The Dream Lover: A Novel of George Sand by Elizabeth Berg
My rating: 3 of 5 stars
Short take for buyers: if you already enjoy historical fiction, it’s worth a shot. If you don’t, this book may not convert you—unless you download the book club kit, which is extraordinarily wonderful and will give context to those who missed out on reading French literature.
The delightful ambiguity of the title—Aurore Dupin/George Sand looking for the lover of her dreams, and as an artist and intellectual, loving dreams of love and freedom—becomes ambivalence.
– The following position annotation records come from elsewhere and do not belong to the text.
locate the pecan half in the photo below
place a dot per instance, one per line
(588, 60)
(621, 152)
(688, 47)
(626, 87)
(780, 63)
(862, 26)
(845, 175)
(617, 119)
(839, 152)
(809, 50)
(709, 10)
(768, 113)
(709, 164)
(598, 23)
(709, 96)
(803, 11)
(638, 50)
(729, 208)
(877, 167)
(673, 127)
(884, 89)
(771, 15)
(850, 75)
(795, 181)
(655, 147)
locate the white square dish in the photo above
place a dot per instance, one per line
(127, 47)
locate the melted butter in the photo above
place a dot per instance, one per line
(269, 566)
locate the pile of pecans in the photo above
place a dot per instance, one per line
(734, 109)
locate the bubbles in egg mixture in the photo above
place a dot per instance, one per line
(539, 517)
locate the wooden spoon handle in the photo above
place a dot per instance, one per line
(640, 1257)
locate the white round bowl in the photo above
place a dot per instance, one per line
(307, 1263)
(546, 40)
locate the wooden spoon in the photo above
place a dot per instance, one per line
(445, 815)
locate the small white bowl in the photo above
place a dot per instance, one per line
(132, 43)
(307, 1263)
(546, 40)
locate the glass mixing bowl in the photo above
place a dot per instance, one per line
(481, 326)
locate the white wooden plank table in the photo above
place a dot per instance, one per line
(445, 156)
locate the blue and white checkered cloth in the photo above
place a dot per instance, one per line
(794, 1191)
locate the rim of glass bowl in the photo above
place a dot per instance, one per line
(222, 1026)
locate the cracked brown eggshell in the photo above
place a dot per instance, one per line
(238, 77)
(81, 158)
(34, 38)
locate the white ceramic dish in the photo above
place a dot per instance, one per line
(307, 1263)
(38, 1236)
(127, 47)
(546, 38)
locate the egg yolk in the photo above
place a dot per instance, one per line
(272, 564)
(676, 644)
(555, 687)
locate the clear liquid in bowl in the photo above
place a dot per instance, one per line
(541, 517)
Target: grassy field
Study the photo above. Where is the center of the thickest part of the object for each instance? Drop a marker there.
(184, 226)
Extensive research, exquisite description, some glorious chunks of prose are the reasons to read the book. It’s more like a novel of the nineteenth century than the twenty-first: a fictionalized autobiography, with plenty of room for philosophizing and reflection, less concentration on plot. The duality extends to the structure. The book bounces between Sand’s childhood and her present-in-the-book, except that “present” time stretches from her twenties to her death at 72. For me, that imbalanced structure and the first person viewpoint actually distanced me from the character instead of drawing me in.
Berg's work in general is an exploration of the many forms of love, and this novel does fit into Berg's overall oeuvre in that sense. I think she does justice to Sand's life, and there are moments when Sand's character comes to life—moments that shine like scattered gems. Because of its difficulty and its beauty, you can see why ratings range from 2 to 4. I’m right there in the middle, with a 3, and an extra half-star for the online reading guide.
I recived an EARC for review from the publisher and Netgalley.